Bramante ritrovato: Santa Maria di Canepanova a Pavia
In: Quaderni dell'Istituto di Storia dell'Architettura: 64, 2016
The centralised Church of Santa Maria di Canepanova in Pavia was already attributed to Bramante in the educated circles of the Barnabites, who had officiated the church since 1557, at the end of the 16th century, remaining unchallenged until Malaguzzi Valeri published a document written in the early 17th century, although referring to 1507, which linked the construction site of the church, plans for which already existed in 1492 or more definitely in 1497, to Amadeo. This solitary and belatedly remembered document was sufficient for scholars of varying calibre to attribute the initial project to Amadeo, with few exceptions. Yet a compositional and stylistic analysis of the Lombard sculptor and architect makes it easy to dismiss this supposition and safely return to attributing the architecture to Bramante.

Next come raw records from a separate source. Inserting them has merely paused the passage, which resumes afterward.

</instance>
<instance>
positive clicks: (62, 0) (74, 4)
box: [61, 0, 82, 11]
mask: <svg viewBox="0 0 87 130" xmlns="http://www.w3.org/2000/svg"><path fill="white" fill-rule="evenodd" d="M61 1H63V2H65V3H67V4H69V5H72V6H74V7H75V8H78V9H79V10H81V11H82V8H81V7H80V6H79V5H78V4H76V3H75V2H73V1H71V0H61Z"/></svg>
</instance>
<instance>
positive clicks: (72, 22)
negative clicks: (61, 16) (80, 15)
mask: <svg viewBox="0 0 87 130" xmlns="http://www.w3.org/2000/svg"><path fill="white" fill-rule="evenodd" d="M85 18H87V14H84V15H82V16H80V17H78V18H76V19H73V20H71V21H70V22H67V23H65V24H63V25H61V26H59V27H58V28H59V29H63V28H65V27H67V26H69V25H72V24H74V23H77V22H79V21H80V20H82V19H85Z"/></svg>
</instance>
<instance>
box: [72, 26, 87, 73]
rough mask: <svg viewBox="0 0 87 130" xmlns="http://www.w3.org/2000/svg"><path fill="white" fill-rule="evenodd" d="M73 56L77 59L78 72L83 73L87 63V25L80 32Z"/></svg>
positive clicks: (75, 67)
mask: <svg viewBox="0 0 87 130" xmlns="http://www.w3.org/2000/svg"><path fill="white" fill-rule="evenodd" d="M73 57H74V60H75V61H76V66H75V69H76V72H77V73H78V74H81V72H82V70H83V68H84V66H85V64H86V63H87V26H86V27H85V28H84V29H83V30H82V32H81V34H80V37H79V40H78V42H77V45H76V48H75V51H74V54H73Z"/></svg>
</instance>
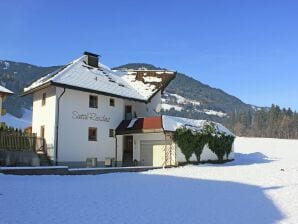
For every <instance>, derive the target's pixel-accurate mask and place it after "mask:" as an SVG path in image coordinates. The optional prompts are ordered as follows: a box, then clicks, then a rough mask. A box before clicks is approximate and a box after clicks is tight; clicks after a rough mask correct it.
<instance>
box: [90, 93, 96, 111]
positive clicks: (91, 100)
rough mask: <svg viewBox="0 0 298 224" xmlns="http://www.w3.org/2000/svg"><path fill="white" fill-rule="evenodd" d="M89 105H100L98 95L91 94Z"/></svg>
mask: <svg viewBox="0 0 298 224" xmlns="http://www.w3.org/2000/svg"><path fill="white" fill-rule="evenodd" d="M89 107H90V108H97V107H98V99H97V96H94V95H90V96H89Z"/></svg>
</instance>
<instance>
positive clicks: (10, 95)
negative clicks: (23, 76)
mask: <svg viewBox="0 0 298 224" xmlns="http://www.w3.org/2000/svg"><path fill="white" fill-rule="evenodd" d="M1 94H2V95H6V96H11V95H13V93H8V92H1V91H0V95H1Z"/></svg>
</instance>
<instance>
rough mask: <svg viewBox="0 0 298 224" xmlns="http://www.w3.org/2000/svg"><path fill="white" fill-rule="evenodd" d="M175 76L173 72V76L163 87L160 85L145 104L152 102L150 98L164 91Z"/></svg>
mask: <svg viewBox="0 0 298 224" xmlns="http://www.w3.org/2000/svg"><path fill="white" fill-rule="evenodd" d="M176 74H177V72H173V76H172V77H171V78H170V79H169V80H168V81H167V82H166V83H165V85H162V86H161V87H160V88H158V89H157V90H156V91H155V92H154V93H153V94H152V95H151V96H150V97H149V98H148V100H147V103H148V102H150V101H151V100H152V98H153V97H154V96H155V95H156V94H157V93H158V92H159V91H161V92H163V91H164V90H165V88H167V86H168V85H169V84H170V82H171V81H172V80H173V79H174V78H176Z"/></svg>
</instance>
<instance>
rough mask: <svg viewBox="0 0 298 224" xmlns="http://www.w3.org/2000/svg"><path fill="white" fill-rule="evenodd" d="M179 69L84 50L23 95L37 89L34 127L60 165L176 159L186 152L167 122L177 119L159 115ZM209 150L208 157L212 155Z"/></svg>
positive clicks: (150, 161)
mask: <svg viewBox="0 0 298 224" xmlns="http://www.w3.org/2000/svg"><path fill="white" fill-rule="evenodd" d="M175 74H176V73H175V72H173V71H167V70H127V71H120V70H119V71H116V70H111V69H110V68H108V67H107V66H105V65H103V64H101V63H100V62H99V56H98V55H96V54H93V53H89V52H85V53H84V55H83V56H82V57H80V58H78V59H76V60H74V61H72V62H71V63H69V64H68V65H66V66H64V67H62V68H61V69H59V70H57V71H54V72H52V73H50V74H48V75H46V76H44V77H42V78H40V79H38V80H37V81H35V82H34V83H32V84H31V85H30V86H28V87H27V88H25V89H24V94H23V95H28V94H32V95H33V115H32V132H33V133H36V134H37V136H40V137H43V138H44V139H45V142H46V144H45V146H46V149H45V150H46V151H47V154H48V156H49V158H50V159H51V160H52V161H53V162H54V163H55V164H59V165H68V166H71V167H85V166H86V161H89V162H90V161H92V162H93V166H103V165H117V166H121V165H124V166H132V165H138V166H140V165H146V166H163V165H175V164H177V163H178V162H179V161H183V156H179V155H180V154H181V152H180V150H178V152H177V146H176V145H175V144H174V143H173V142H172V141H171V139H170V137H168V136H169V135H168V134H167V133H168V132H167V130H166V129H165V128H164V127H165V126H166V125H165V124H163V121H164V120H172V122H173V121H175V119H174V120H173V119H171V117H168V116H158V112H159V111H160V109H161V94H162V91H163V90H164V89H165V87H166V86H167V85H168V84H169V83H170V81H171V80H172V79H174V78H175ZM142 118H143V119H142ZM187 121H188V122H190V121H191V120H190V119H186V120H185V122H187ZM192 121H194V120H192ZM192 121H191V122H192ZM148 122H149V123H148ZM176 124H178V123H177V122H176ZM218 125H219V124H218ZM176 126H177V125H176ZM177 127H178V126H177ZM221 128H224V127H221ZM116 130H117V131H116ZM222 130H223V131H225V132H228V130H226V129H222ZM169 131H171V130H169ZM172 131H173V130H172ZM209 151H210V150H209ZM179 153H180V154H179ZM208 153H209V154H210V152H207V154H206V153H205V154H206V155H207V156H206V160H209V159H210V158H211V157H212V156H213V157H214V155H211V157H210V156H208ZM211 153H212V152H211ZM209 157H210V158H209ZM213 157H212V158H213ZM179 158H181V159H179ZM229 158H230V157H229ZM203 159H204V156H203ZM111 161H115V162H114V163H113V164H112V162H111ZM89 162H88V163H89Z"/></svg>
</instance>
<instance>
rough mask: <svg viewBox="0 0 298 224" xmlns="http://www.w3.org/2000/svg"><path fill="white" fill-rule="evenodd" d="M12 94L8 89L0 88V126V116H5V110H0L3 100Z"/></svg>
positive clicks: (2, 108)
mask: <svg viewBox="0 0 298 224" xmlns="http://www.w3.org/2000/svg"><path fill="white" fill-rule="evenodd" d="M12 94H13V92H12V91H10V90H9V89H7V88H5V87H3V86H0V124H2V123H1V116H3V115H5V114H6V110H5V109H4V108H2V104H3V102H4V100H5V98H6V97H7V96H9V95H12Z"/></svg>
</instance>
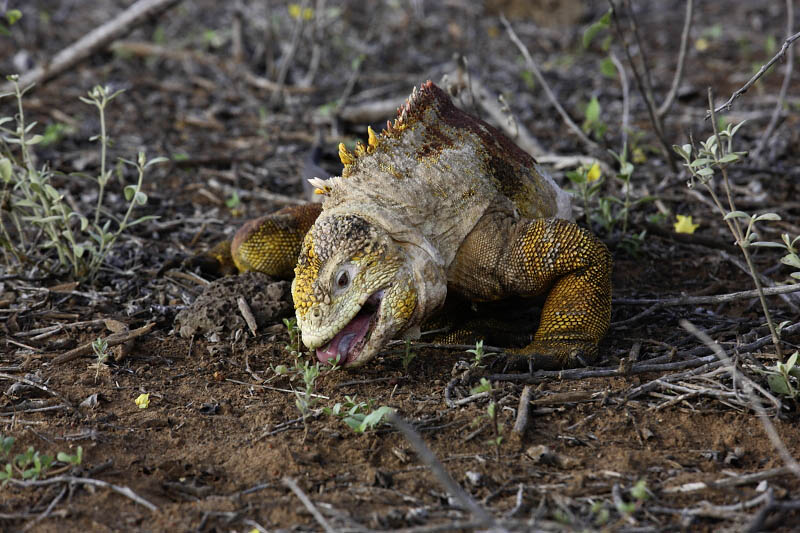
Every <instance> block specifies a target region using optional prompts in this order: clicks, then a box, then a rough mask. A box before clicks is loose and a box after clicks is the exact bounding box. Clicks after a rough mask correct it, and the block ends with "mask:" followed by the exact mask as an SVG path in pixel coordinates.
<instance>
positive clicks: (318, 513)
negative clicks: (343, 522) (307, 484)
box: [283, 477, 336, 533]
mask: <svg viewBox="0 0 800 533" xmlns="http://www.w3.org/2000/svg"><path fill="white" fill-rule="evenodd" d="M283 484H284V485H286V486H287V487H289V489H290V490H291V491H292V492H294V494H295V496H297V497H298V498H299V499H300V501H301V502H303V505H304V506H305V508H306V509H308V512H309V513H311V516H313V517H314V520H316V521H317V523H318V524H319V525H321V526H322V529H324V530H325V531H326V532H327V533H335V531H336V530H335V529H333V527H331V525H330V524H329V523H328V521H327V520H325V517H324V516H322V513H320V512H319V509H317V507H316V506H315V505H314V502H312V501H311V499H310V498H309V497H308V496H307V495H306V493H305V492H303V490H302V489H301V488H300V486H299V485H298V484H297V482H296V481H295V480H294V479H292V478H290V477H285V478H283Z"/></svg>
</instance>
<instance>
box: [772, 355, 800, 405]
mask: <svg viewBox="0 0 800 533" xmlns="http://www.w3.org/2000/svg"><path fill="white" fill-rule="evenodd" d="M798 354H800V352H794V353H793V354H792V355H791V356H790V357H789V359H788V360H787V361H786V362H785V363H781V362H780V361H778V362H777V363H776V364H775V366H773V367H768V369H767V383H768V384H769V388H770V390H771V391H772V392H774V393H775V394H780V395H782V396H788V397H789V398H792V399H796V398H797V395H798V394H799V393H800V390H798V388H797V385H796V383H797V380H798V379H800V368H798V367H797V366H796V365H797V356H798Z"/></svg>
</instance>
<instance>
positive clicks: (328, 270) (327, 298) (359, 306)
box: [292, 214, 429, 366]
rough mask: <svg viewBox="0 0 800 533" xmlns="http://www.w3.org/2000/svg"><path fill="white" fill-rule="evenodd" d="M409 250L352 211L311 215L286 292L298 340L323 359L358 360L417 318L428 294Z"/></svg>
mask: <svg viewBox="0 0 800 533" xmlns="http://www.w3.org/2000/svg"><path fill="white" fill-rule="evenodd" d="M414 250H415V247H414V246H409V245H408V243H403V242H398V241H396V240H395V239H393V238H392V236H390V234H389V233H388V232H387V231H385V230H383V229H382V228H381V227H379V226H378V225H376V224H374V223H372V222H370V221H368V220H366V219H365V218H363V217H361V216H358V215H353V214H340V215H333V216H325V215H324V214H323V216H322V217H320V219H318V220H317V222H316V223H315V225H314V226H313V227H312V229H311V230H310V231H309V232H308V234H307V235H306V237H305V241H304V243H303V248H302V250H301V252H300V258H299V260H298V263H297V267H296V268H295V279H294V282H293V283H292V297H293V298H294V305H295V310H296V314H297V324H298V326H299V327H300V331H301V332H302V337H303V343H304V344H305V345H306V346H307V347H308V348H310V349H315V350H316V354H317V358H318V359H319V360H320V361H321V362H323V363H328V362H329V363H333V362H335V361H336V360H337V357H338V362H339V364H340V365H343V366H359V365H363V364H364V363H365V362H367V361H368V360H369V359H371V358H372V357H373V356H374V355H375V354H376V353H377V352H378V350H379V349H380V348H382V347H383V346H384V345H385V343H386V341H388V340H390V339H392V338H394V337H395V336H396V335H397V334H399V333H401V332H403V331H405V330H407V329H409V328H411V327H413V326H415V325H417V324H418V323H419V321H421V316H420V315H421V311H422V310H423V308H424V307H426V303H425V300H429V297H428V296H427V292H428V291H426V288H425V287H424V286H420V283H423V284H424V283H425V282H424V280H422V279H421V278H420V276H419V275H418V274H417V272H416V271H417V270H419V269H418V268H416V269H415V265H416V264H417V263H418V261H419V259H418V258H417V257H416V255H418V254H415V252H414ZM420 298H422V300H423V301H422V302H420ZM420 304H422V305H420Z"/></svg>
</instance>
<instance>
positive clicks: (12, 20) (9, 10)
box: [0, 9, 22, 36]
mask: <svg viewBox="0 0 800 533" xmlns="http://www.w3.org/2000/svg"><path fill="white" fill-rule="evenodd" d="M3 18H4V19H6V22H7V23H8V25H9V26H13V25H14V24H16V23H17V21H18V20H19V19H21V18H22V11H20V10H19V9H9V10H8V11H6V12H5V14H4V15H3ZM0 35H6V36H8V35H11V31H9V29H8V28H7V27H6V26H5V24H3V23H1V22H0Z"/></svg>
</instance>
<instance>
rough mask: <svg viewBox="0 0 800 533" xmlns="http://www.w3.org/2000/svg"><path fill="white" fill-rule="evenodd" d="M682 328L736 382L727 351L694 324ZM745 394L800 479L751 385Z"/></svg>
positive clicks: (684, 326)
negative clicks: (723, 362) (725, 350)
mask: <svg viewBox="0 0 800 533" xmlns="http://www.w3.org/2000/svg"><path fill="white" fill-rule="evenodd" d="M681 326H682V327H683V328H684V329H685V330H686V331H688V332H689V333H691V334H692V335H694V336H695V337H697V338H698V339H700V340H701V341H702V342H703V344H705V345H706V346H708V347H709V348H710V349H711V350H713V351H714V354H715V355H716V356H717V357H718V358H719V359H720V360H721V361H724V362H725V364H726V365H727V367H728V370H729V371H730V374H731V378H733V379H734V380H735V379H736V377H737V374H738V370H737V369H736V366H735V365H734V364H733V361H731V359H730V357H728V354H726V353H725V350H723V349H722V346H720V345H719V344H717V343H716V342H714V341H713V340H712V339H711V337H709V336H708V334H706V333H705V332H704V331H701V330H700V329H698V328H697V326H695V325H694V324H692V323H691V322H689V321H688V320H681ZM744 390H745V393H746V394H747V397H748V399H749V400H750V404H751V407H752V408H753V410H754V411H755V412H756V413H757V414H758V419H759V420H760V421H761V424H762V425H763V426H764V431H765V432H766V434H767V437H768V438H769V440H770V442H771V443H772V446H774V447H775V449H776V450H777V451H778V454H779V455H780V456H781V459H783V462H784V464H785V465H786V466H787V467H788V468H789V469H790V470H791V471H792V473H793V474H794V475H795V476H797V477H798V478H800V464H798V463H797V461H796V460H795V458H794V457H792V455H791V454H790V453H789V450H787V449H786V445H785V444H784V443H783V441H782V440H781V437H780V435H778V432H777V430H776V429H775V426H774V425H772V421H771V420H770V419H769V417H768V416H767V413H766V411H765V410H764V406H763V405H761V400H759V399H758V398H757V397H756V395H755V394H754V393H753V391H752V387H751V386H750V384H749V383H746V384H745V387H744Z"/></svg>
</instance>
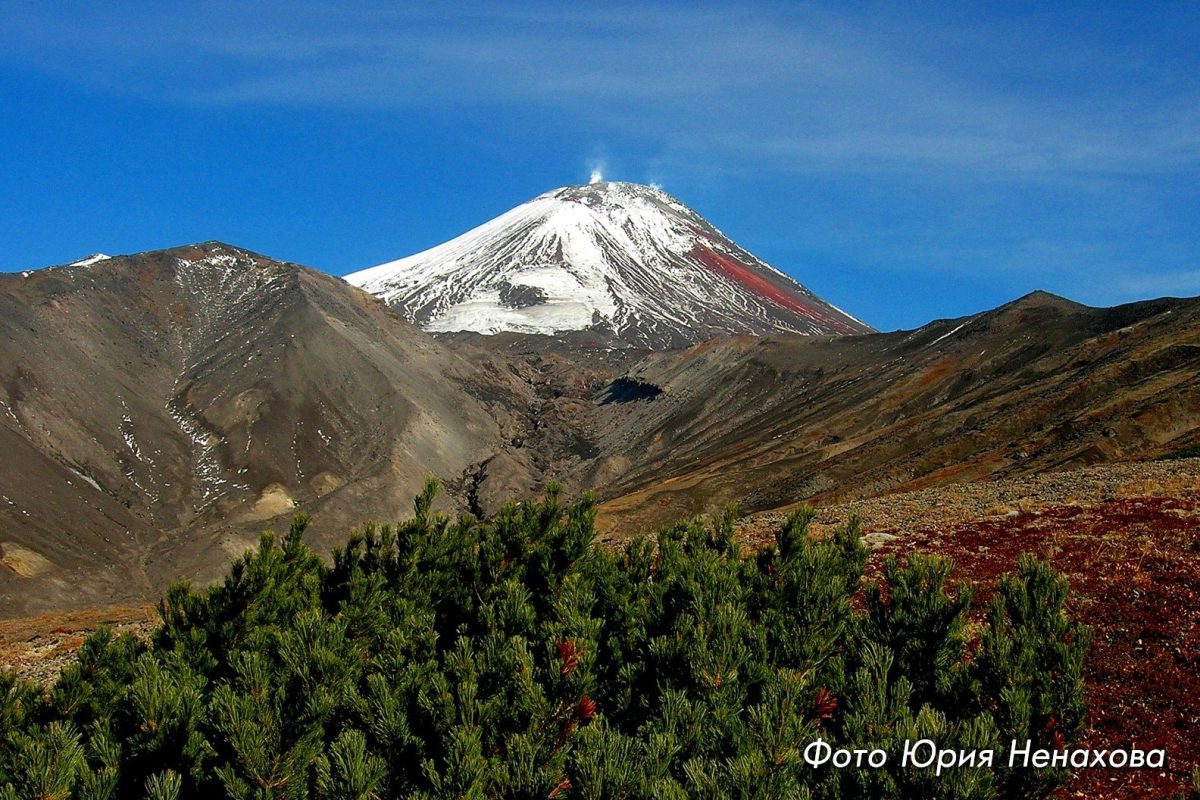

It appears that it is a few syntactical solutions, closely invoking those used in Santa Maria Presso San Satiro in Milan, to lead us back to the great architect, as well as the ability to perfectly insert the interpenetration, so to speak, of the scheme of the large Basilica of San Lorenzo in Milan with those of his satellite chapels Sant’Aquilino and Sant’Ippolito in the narrow street network of Pavia. It is in fact well-known just how important the San Lorenzo complex was to Bramante in the implementation of a few projects for St Peter’s in the Vatican. The large circular rings that characterise the side of the Church, together with the rose windows of Santa Maria delle Grazie and other Milanese examples, are also part of the important legacy that the architect from Urbino left to Lombard architectural culture between the 15th and 16th centuries, and which tends to replace the minute decorations of Lombard tradition with large geometric motifs.